A Companhia Riograndense de Saneamento (Corsan) adiou a oferta de ações que ocorreria em fevereiro e não marcou uma nova data, conforme comunicado enviado nesta terça-feira, no fim da tarde, à Comissão de Valores Mobiliários (CVM). A decisão é do acionista controlador, ou seja, do governo do Estado. Não foram informados motivos para o adiamento. As informações são do Jornal do Comércio.

O objetivo da desestatização é preparar a empresa para cumprir as novas exigências do Marco Legal do Saneamento, ampliando a capacidade financeira da empresa para dar conta de investimentos de R$ 10 bilhões. O governo do Estado hoje é detentor de 99% das ações da Corsan e não chegou a definir um percentual para vender, mas cogitou-se ficar com cerca de 30% dos papéis apenas.


Em entrevista no fim do ano passado ao JC, o presidente da Corsan, Roberto Barbuti, informou que a decisão do governador Eduardo Leite quanto à abertura do processo de privatização da Corsan ocorreu logo após a sanção do novo marco do saneamento no País.
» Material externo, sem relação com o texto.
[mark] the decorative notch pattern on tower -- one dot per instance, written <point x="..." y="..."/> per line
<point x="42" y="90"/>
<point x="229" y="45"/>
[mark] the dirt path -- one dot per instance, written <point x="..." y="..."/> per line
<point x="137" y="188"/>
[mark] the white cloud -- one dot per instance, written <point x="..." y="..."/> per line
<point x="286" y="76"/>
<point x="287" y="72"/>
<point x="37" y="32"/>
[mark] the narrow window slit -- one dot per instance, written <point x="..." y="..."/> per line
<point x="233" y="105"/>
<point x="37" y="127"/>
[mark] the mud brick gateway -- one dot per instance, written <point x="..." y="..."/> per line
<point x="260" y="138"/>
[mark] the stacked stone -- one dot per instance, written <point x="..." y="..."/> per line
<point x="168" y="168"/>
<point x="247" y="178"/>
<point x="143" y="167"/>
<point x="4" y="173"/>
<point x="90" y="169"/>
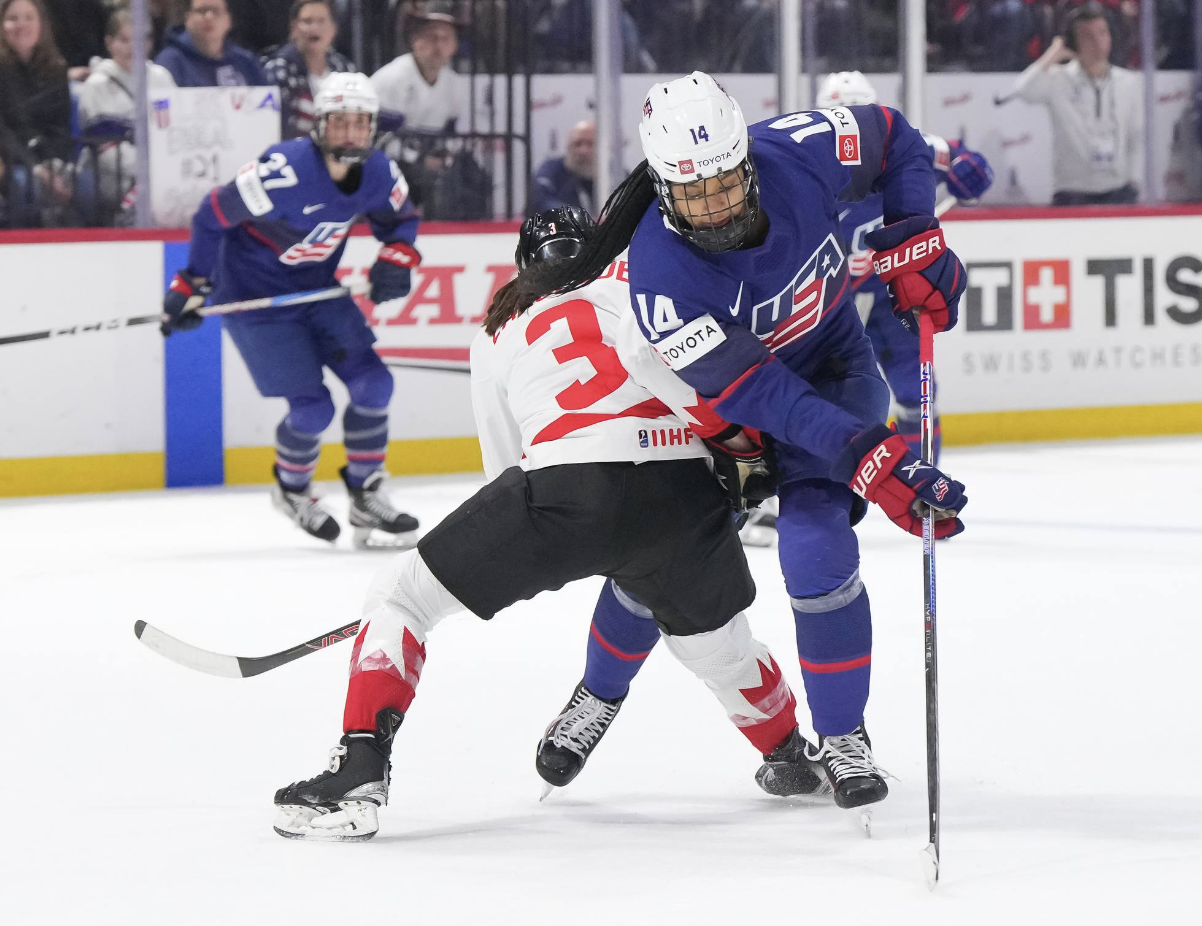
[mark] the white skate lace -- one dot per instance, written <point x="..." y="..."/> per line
<point x="582" y="724"/>
<point x="848" y="757"/>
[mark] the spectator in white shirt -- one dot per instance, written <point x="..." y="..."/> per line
<point x="418" y="90"/>
<point x="1096" y="113"/>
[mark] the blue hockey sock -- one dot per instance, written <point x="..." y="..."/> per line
<point x="296" y="456"/>
<point x="366" y="432"/>
<point x="622" y="636"/>
<point x="834" y="645"/>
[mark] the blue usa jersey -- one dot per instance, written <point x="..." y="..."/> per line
<point x="280" y="225"/>
<point x="753" y="330"/>
<point x="857" y="219"/>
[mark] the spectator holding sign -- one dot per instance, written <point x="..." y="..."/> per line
<point x="1096" y="113"/>
<point x="200" y="54"/>
<point x="299" y="66"/>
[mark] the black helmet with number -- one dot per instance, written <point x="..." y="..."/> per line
<point x="553" y="235"/>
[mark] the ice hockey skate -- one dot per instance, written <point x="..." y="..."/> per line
<point x="760" y="529"/>
<point x="850" y="769"/>
<point x="340" y="805"/>
<point x="378" y="524"/>
<point x="786" y="771"/>
<point x="303" y="510"/>
<point x="572" y="736"/>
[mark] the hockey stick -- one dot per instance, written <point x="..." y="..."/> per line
<point x="927" y="374"/>
<point x="267" y="302"/>
<point x="233" y="666"/>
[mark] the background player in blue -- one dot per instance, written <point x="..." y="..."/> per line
<point x="738" y="279"/>
<point x="280" y="227"/>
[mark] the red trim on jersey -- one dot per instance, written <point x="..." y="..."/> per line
<point x="614" y="651"/>
<point x="827" y="668"/>
<point x="888" y="128"/>
<point x="566" y="423"/>
<point x="216" y="207"/>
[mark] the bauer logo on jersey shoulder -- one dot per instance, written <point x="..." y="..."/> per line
<point x="694" y="340"/>
<point x="846" y="134"/>
<point x="250" y="187"/>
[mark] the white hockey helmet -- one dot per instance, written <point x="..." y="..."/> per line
<point x="845" y="88"/>
<point x="692" y="130"/>
<point x="344" y="93"/>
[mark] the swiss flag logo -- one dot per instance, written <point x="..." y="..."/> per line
<point x="1046" y="295"/>
<point x="849" y="148"/>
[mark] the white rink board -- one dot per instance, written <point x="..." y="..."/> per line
<point x="93" y="392"/>
<point x="1034" y="330"/>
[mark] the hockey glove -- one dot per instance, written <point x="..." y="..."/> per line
<point x="185" y="295"/>
<point x="879" y="466"/>
<point x="747" y="476"/>
<point x="969" y="176"/>
<point x="390" y="275"/>
<point x="921" y="273"/>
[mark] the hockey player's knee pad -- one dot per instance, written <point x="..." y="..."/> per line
<point x="408" y="587"/>
<point x="719" y="657"/>
<point x="369" y="381"/>
<point x="310" y="414"/>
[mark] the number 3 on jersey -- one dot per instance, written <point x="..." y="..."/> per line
<point x="587" y="343"/>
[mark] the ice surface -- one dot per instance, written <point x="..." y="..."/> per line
<point x="1069" y="631"/>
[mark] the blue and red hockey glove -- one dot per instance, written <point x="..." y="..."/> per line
<point x="185" y="295"/>
<point x="879" y="466"/>
<point x="921" y="273"/>
<point x="391" y="274"/>
<point x="969" y="176"/>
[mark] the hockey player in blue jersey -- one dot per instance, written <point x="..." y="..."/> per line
<point x="280" y="227"/>
<point x="967" y="174"/>
<point x="739" y="282"/>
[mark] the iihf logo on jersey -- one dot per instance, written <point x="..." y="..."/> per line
<point x="798" y="308"/>
<point x="319" y="244"/>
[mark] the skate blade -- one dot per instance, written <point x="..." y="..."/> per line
<point x="367" y="538"/>
<point x="352" y="821"/>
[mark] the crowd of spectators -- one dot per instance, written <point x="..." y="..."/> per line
<point x="66" y="84"/>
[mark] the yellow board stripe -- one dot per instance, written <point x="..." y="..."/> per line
<point x="253" y="466"/>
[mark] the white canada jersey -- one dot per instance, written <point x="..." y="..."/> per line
<point x="572" y="380"/>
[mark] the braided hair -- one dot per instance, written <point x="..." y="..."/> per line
<point x="619" y="219"/>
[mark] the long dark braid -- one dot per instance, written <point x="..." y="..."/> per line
<point x="619" y="218"/>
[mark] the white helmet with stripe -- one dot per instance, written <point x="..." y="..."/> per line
<point x="694" y="130"/>
<point x="845" y="88"/>
<point x="344" y="93"/>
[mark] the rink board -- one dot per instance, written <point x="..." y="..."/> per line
<point x="1076" y="324"/>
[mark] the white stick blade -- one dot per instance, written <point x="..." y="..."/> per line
<point x="177" y="651"/>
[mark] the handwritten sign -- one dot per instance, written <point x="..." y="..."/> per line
<point x="198" y="140"/>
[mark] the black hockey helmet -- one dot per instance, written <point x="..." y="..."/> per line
<point x="553" y="235"/>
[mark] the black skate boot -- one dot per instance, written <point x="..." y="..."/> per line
<point x="370" y="510"/>
<point x="340" y="803"/>
<point x="850" y="767"/>
<point x="786" y="771"/>
<point x="572" y="736"/>
<point x="303" y="510"/>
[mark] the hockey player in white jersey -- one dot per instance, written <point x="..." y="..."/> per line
<point x="596" y="467"/>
Barbuti destacou que "a Corsan tem que sair na frente, não pode ficar a reboque", defendeu, referindo-se a cumprir as metas do marco.


O plano de investimento da companhia, que atende a 317 municípios gaúchos, até 2033 prevê um desembolso de R$ 12,5 bilhões. O processo de privatização também afetou planos futuros que a empresa tinha na área de parcerias público-privadas (PPPs).


No ano passado, a Corsan emitiu títulos de renda fixa (debêntures), que passaram a ser transacionados na bolsa de valores (B3). No total, foram captados R$ 600 milhões, sendo R$ 450 milhões em debêntures de infraestrutura (incentivadas) em duas séries, de sete e dez anos de prazo, e outros R$ 150 milhões em debêntures institucionais, de cinco anos.